All participating schools were public schools, both the preprimary and the primary ones. This program was implemented in all Cyprus districts: Nicosia, Limassol, Larnaka, Famagusta and Paphos.  Approximately 140 – 450 children from each school participated in the program, 15 – 38 educators and the school principals and deputies. Three hundred and twenty one parents from all schools participated in the program. Other participants were the Ministry of Education and Culture, the schools’ inspectors who were regularly informed about the progress of the program and facilitated the implementation process, and the Cyprus Pedagogical Institute with the Environmental Education Unit which was responsible for the school guidance, the training of the teachers and the school administration, as well as the information of the communities. In all cases, the participants had to overcome various conflicts and obstacles. For example, while the school administrations appeared eager to participate and support the program, they were worried about the lack of time, access to economic resources, and were limited by the curriculum load and other potential disruptions that might be caused due to the transfer of the teaching learning process outdoors. Similarly the educators were also enthusiastic about the program but they needed to overcome their insecurities about restructuring the teaching and learning process, and transferring it out doors in collaboration with the parents and other actors. Finally in order to participate in the program, parents had to overcome the prevailing view of a traditional school and become aware of schools’ additional roles and their personal role for the achievement of the schools efforts.

Participation in the program was optional and open to all public schools therefore participants were from all districts and therefore had (a) different demographic profiles (socioeconomic background of the students families, such as schools with parents of high educational level and income on one hand and schools where students were mainly immigrants and workers), (b) different school building infrastructure (some schools were new with modern infrastructure, laboratories for science education, for ICT, special classrooms for music, stage theatre, using solar panels for energy, outdoor classes, school gardens whereas other school lacked basic infrastructure, laboratories and even lacked teaching rooms for which they used prefabricated constructions as temporary solutions. Similarly the students achievement level varied, with some schools’ achievement being high whereas in other schools it was low, combined with lack of discipline and behavioural problems, (c) different involvement and approach of environmental and sustainability issues (participation in different environmental education programs, environmental initiatives) and collaborations with other schools in Cyprus and elsewhere. There were schools for example, which had extensive experience with environmental education programs and collaborations with schools abroad within Comenius programs where they studied common environmental issues. Other schools had extremely limited experience with EE or ESD due to other priorities of by the school (e.g. e.g. controlling delinquency, or emphasizing health education and multicultural education). The school was the key player for establishing the collaboration with the community. School would take the initiative for identifying the issue of study, mobilising and engaging the community and other collaborators for the program and through the collaboration designing and developing all program phases. For the foundation of the collaboration with the community, each partner within the school had a clearly defined role. E.g. the school administration was responsible for supporting the efforts for opening the school to the community, contacting the various agents and ensuring funding and resources. The educators had to organise the framework and the process of the collaboration and parents were expected to participate with and support these processes.

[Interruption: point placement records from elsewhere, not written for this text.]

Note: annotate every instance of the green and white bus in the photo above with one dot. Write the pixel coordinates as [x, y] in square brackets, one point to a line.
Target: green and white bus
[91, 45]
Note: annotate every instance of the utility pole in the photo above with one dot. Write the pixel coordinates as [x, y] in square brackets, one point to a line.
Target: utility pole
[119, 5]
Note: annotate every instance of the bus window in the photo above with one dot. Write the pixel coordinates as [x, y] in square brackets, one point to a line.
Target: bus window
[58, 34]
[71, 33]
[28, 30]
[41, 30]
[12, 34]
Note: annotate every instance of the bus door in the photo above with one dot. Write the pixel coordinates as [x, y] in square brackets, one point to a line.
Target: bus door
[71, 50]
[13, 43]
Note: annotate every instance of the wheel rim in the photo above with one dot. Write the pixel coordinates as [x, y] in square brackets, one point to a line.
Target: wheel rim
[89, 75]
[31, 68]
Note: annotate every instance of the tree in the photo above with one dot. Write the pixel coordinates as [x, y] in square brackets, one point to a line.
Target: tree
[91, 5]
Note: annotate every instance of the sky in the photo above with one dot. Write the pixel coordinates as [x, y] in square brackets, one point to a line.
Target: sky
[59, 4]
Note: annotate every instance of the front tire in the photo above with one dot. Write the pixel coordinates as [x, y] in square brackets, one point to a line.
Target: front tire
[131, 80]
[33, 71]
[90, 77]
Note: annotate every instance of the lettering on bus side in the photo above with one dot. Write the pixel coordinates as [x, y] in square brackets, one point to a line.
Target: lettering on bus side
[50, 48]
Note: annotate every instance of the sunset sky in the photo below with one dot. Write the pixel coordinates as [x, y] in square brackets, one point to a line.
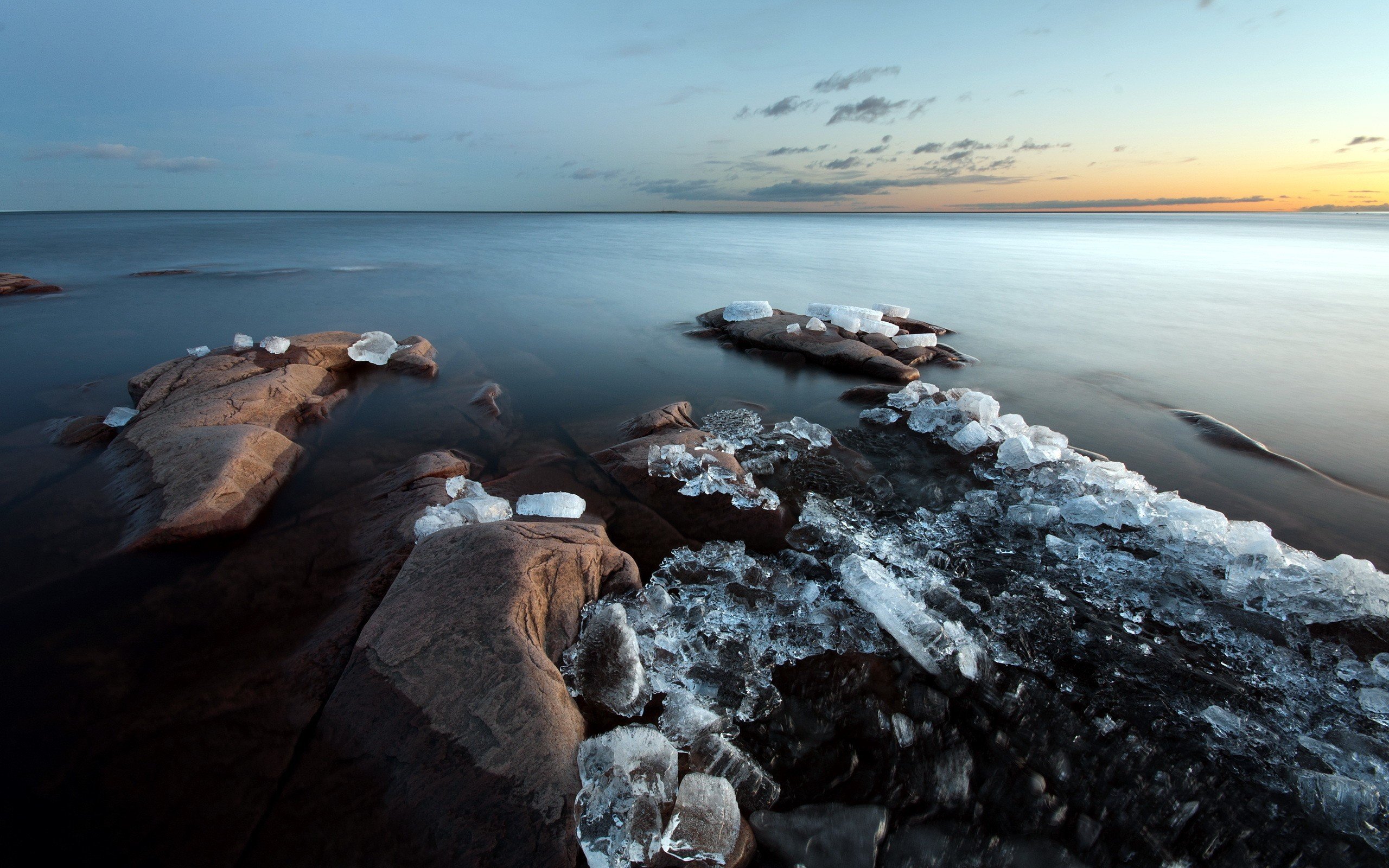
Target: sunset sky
[531, 105]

Each schools vision concerning ESD was related to their special circumstances, needs and unique features. Nevertheless the objective sought was the same for all cases: Each school, according to its own potential and issue of focus, was expected to collaborate with all its partners and become an organisation which would promote activities and actions leading to the improvement of the quality of life in school and the community. Progressively, in the long term, the collaboration would lead to conditions of environmental, social and economic sustainability for the community.

For example the vision for the 8th Primary school in Limassol, (“adoption of a Park”) was to upgrade the quality of the local settings by creating a park of native plant species. The responsibility of the creation, the conservation and maintenance of the park would be shared between the school, the local authorities, and the local habitants. The park would serve as a learning environment, as well as an environment of collective effort and action seeking to stress the importance of individual and shared responsibility for improving the community’s quality of life within sustainable development.